The Fix: If you can tell you’re handling a tentative colleague, be clear they’re searching for an update or a progress report, not something that’s set in stone. Steichen says if you are the cautious type, don’t be too scared of making mistakes. “If you’re much more comfortable, frame the reaction like, ‘This may change, but I’m likely to recommend X,’” she says. “Just give an estimate and be clear it’s an estimate.”
A boss concerns meetings to brainstorm, some colleagues come for conclusions
The Problem: meetings have tons of functions. Some social collaborators (especially bosses) may show up to “think out loud” and brainstorm, whereas efficient, independent workers simply want instructions and a clear direction, says Steichen. “I’ve known some bosses to specifically not prepare for meetings, so they can talk through ideas, which can be hard for people who prepare for meetings and choose to conclude things there,” she explains. “The ‘think out loud’ type seems to be changing his mind constantly.”
The Fix: If you’re a point person who likes to write down answers in permanent marker post-meeting, start jotting down things down in pen. “Don’t freak out if your boss changes his mind,” Steichen says, discussing that these introverted types ought to ask for clarification at meeting’s end about final conclusions. Bosses? “Take a moment to think about your supreme purpose for the meeting, and what needs to be accomplished,” Steichen explains. That way you can go down 12 different paths if you want, but still reach a destination for those who want to walk out of the boardroom with an objective for their future work.
One colleague talks about the vision, another talks about the process
The Problem: Some team members like to talk end goals, whereas others work best in layers of execution. “An inspired, ‘ideas person’ can go from zero to 60 on their vision fast, but Camiseta Eintracht Frankfurt doesn’t understand why the planner, ‘detail people’ can’t get there,” Steichen says.
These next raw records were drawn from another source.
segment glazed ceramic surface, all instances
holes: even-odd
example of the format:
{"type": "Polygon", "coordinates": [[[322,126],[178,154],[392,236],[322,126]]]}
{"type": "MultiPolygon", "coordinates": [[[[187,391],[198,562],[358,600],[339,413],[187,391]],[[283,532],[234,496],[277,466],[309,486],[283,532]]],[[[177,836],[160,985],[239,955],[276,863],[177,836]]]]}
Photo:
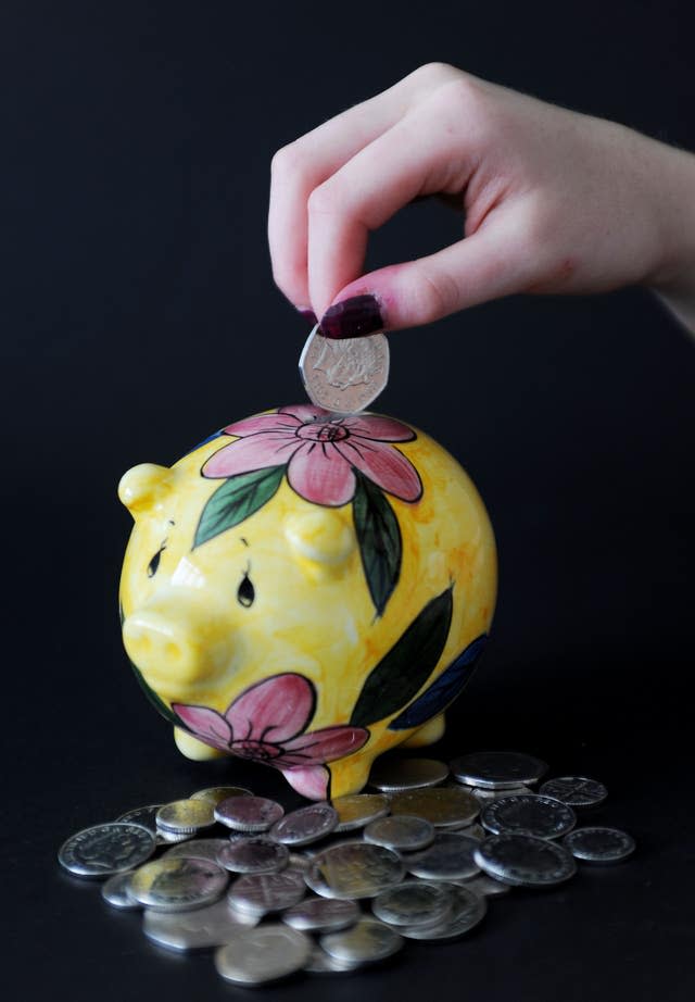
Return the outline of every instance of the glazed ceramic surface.
{"type": "Polygon", "coordinates": [[[478,491],[431,438],[282,406],[118,490],[135,518],[124,642],[184,754],[254,759],[323,800],[441,736],[488,637],[496,558],[478,491]]]}

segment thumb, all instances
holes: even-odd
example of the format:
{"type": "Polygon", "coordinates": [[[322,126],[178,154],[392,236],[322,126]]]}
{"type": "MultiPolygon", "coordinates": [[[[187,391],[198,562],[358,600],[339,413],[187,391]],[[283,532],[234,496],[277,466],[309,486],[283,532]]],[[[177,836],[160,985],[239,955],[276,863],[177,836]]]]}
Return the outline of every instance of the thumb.
{"type": "Polygon", "coordinates": [[[400,330],[522,291],[538,272],[518,224],[484,226],[450,247],[362,275],[320,320],[327,337],[400,330]]]}

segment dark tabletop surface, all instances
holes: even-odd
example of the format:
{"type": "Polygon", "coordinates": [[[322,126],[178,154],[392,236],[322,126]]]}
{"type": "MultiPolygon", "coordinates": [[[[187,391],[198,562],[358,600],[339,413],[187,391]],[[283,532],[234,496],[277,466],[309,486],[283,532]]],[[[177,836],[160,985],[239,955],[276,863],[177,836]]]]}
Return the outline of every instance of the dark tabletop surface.
{"type": "MultiPolygon", "coordinates": [[[[273,285],[273,152],[430,60],[695,149],[682,4],[5,3],[2,248],[2,942],[13,998],[247,998],[55,854],[129,807],[271,771],[184,760],[122,648],[138,462],[302,400],[307,334],[273,285]]],[[[369,266],[460,218],[419,203],[369,266]]],[[[459,942],[257,999],[681,1002],[695,992],[692,797],[695,345],[644,290],[514,297],[392,338],[378,410],[471,474],[500,550],[478,674],[431,754],[540,755],[606,782],[637,841],[544,893],[491,901],[459,942]]]]}

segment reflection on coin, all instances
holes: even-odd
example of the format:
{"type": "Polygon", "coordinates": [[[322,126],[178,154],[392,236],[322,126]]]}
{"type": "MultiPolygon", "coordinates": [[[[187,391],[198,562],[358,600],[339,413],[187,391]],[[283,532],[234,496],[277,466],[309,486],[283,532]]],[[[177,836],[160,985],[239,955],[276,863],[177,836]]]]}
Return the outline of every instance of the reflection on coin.
{"type": "Polygon", "coordinates": [[[547,772],[545,762],[521,752],[471,752],[454,759],[450,767],[459,782],[492,790],[533,784],[547,772]]]}
{"type": "Polygon", "coordinates": [[[319,943],[326,953],[348,963],[374,964],[403,947],[403,939],[390,926],[375,918],[361,918],[350,929],[328,932],[319,943]]]}
{"type": "Polygon", "coordinates": [[[435,828],[464,828],[480,812],[480,804],[468,790],[450,787],[429,787],[404,790],[391,798],[392,814],[415,814],[435,828]]]}
{"type": "Polygon", "coordinates": [[[371,911],[391,926],[431,926],[451,915],[452,905],[453,891],[448,885],[405,880],[377,894],[371,911]]]}
{"type": "Polygon", "coordinates": [[[330,804],[309,804],[286,814],[270,829],[270,838],[286,846],[308,846],[333,830],[338,812],[330,804]]]}
{"type": "Polygon", "coordinates": [[[585,776],[560,776],[548,779],[540,788],[539,793],[561,800],[570,807],[594,807],[608,797],[608,790],[603,782],[586,779],[585,776]]]}
{"type": "Polygon", "coordinates": [[[228,797],[253,797],[251,790],[245,787],[206,787],[204,790],[195,790],[191,793],[190,800],[208,800],[213,806],[227,800],[228,797]]]}
{"type": "Polygon", "coordinates": [[[229,846],[228,839],[192,839],[167,849],[162,859],[186,856],[188,860],[208,860],[217,862],[217,853],[229,846]]]}
{"type": "Polygon", "coordinates": [[[488,831],[501,835],[532,835],[540,839],[556,839],[571,831],[577,815],[567,804],[552,797],[503,797],[485,804],[480,821],[488,831]]]}
{"type": "Polygon", "coordinates": [[[401,929],[403,936],[408,939],[446,942],[458,939],[475,928],[488,911],[485,899],[467,887],[451,885],[451,889],[454,899],[451,917],[435,926],[405,926],[401,929]]]}
{"type": "Polygon", "coordinates": [[[549,887],[577,873],[566,849],[530,835],[493,835],[479,844],[473,857],[495,880],[525,887],[549,887]]]}
{"type": "Polygon", "coordinates": [[[359,907],[356,902],[340,898],[307,898],[282,914],[282,922],[304,932],[344,929],[358,918],[359,907]]]}
{"type": "Polygon", "coordinates": [[[217,853],[219,865],[238,874],[279,873],[289,859],[287,846],[264,836],[227,842],[217,853]]]}
{"type": "Polygon", "coordinates": [[[266,797],[228,797],[215,807],[215,818],[237,831],[267,831],[285,810],[266,797]]]}
{"type": "Polygon", "coordinates": [[[130,893],[149,909],[185,912],[216,901],[228,882],[222,866],[181,856],[146,863],[131,875],[130,893]]]}
{"type": "Polygon", "coordinates": [[[384,793],[433,787],[448,776],[448,766],[434,759],[378,759],[369,784],[384,793]]]}
{"type": "Polygon", "coordinates": [[[563,846],[583,863],[619,863],[635,850],[635,842],[619,828],[577,828],[563,839],[563,846]]]}
{"type": "Polygon", "coordinates": [[[308,936],[281,923],[235,930],[235,938],[215,951],[215,967],[236,985],[265,985],[301,970],[312,951],[308,936]]]}
{"type": "Polygon", "coordinates": [[[442,831],[422,852],[408,855],[405,865],[414,876],[426,880],[467,880],[480,871],[473,860],[479,846],[477,839],[457,831],[442,831]]]}
{"type": "Polygon", "coordinates": [[[109,877],[149,860],[154,836],[142,825],[111,822],[84,828],[61,846],[58,861],[78,877],[109,877]]]}
{"type": "Polygon", "coordinates": [[[383,793],[350,793],[331,800],[331,806],[338,812],[336,831],[364,828],[369,822],[384,817],[391,810],[389,799],[383,793]]]}
{"type": "Polygon", "coordinates": [[[367,825],[363,837],[396,852],[415,852],[434,841],[434,825],[415,814],[392,814],[367,825]]]}
{"type": "Polygon", "coordinates": [[[266,915],[291,909],[305,893],[302,874],[283,869],[279,874],[244,874],[235,880],[227,897],[235,909],[266,915]]]}
{"type": "Polygon", "coordinates": [[[342,842],[318,853],[305,880],[324,898],[375,898],[400,882],[405,867],[401,857],[382,846],[342,842]]]}
{"type": "Polygon", "coordinates": [[[225,900],[191,912],[154,912],[146,909],[144,935],[169,950],[220,947],[237,936],[240,922],[225,900]]]}
{"type": "Polygon", "coordinates": [[[389,342],[383,334],[326,338],[318,324],[300,355],[300,375],[312,403],[339,414],[368,406],[389,380],[389,342]]]}
{"type": "Polygon", "coordinates": [[[174,800],[156,812],[156,826],[164,832],[194,834],[214,824],[213,805],[206,800],[174,800]]]}
{"type": "Polygon", "coordinates": [[[130,893],[130,873],[114,874],[109,877],[101,888],[101,897],[114,909],[134,911],[140,907],[140,902],[130,893]]]}

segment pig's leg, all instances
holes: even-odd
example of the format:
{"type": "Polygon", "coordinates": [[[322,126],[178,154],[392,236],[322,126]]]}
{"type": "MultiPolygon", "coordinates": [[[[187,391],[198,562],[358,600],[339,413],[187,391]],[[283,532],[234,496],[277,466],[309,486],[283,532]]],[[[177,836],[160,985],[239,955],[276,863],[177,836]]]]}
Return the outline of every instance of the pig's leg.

This leaves one the visionaries forgetting essential steps, and the careful co-workers muddled about direction.
The Fix: Steichen recalls coaching a team through this communication barrier. “We dealt with breaking down vision into interim goals and getting buy-in from colleagues in the process,” she says. “That helped everyone feel much more ownership in their part of the vision, and understand goals so they didn’t feel like they were disappointing their boss.” If visionaries can appreciate what the detail-oriented worker bees bring to the table, and discuss roles and mini-goals along the way, the whole project will benefit.
What your communication style? think you can use these suggestions outside of work, too? join the conversation below!
This information is for educational purposes only and is not intended as a substitute for medical diagnosis or treatment. You ought to not use this information to diagnose or treat a health problem or condition. always check with your doctor before changing your diet, altering your sleep habits, taking supplements, or starting a new fitness routine.
Jenna Birch
Jenna Birch is a health and lifestyle journalist. She has written for web and print outlets like Cosmopolitan, O, Psychology Today, SELF, Women’s health and Men’s Health, among others. She is a relationship columnist for Yahoo, and author of The love gap (January 2018, Grand central Life & Style), a science-backed guide for modern women navigating today’s complicated dating landscape. A university of Michigan alum, Jenna still resides in Ann Arbor, MI.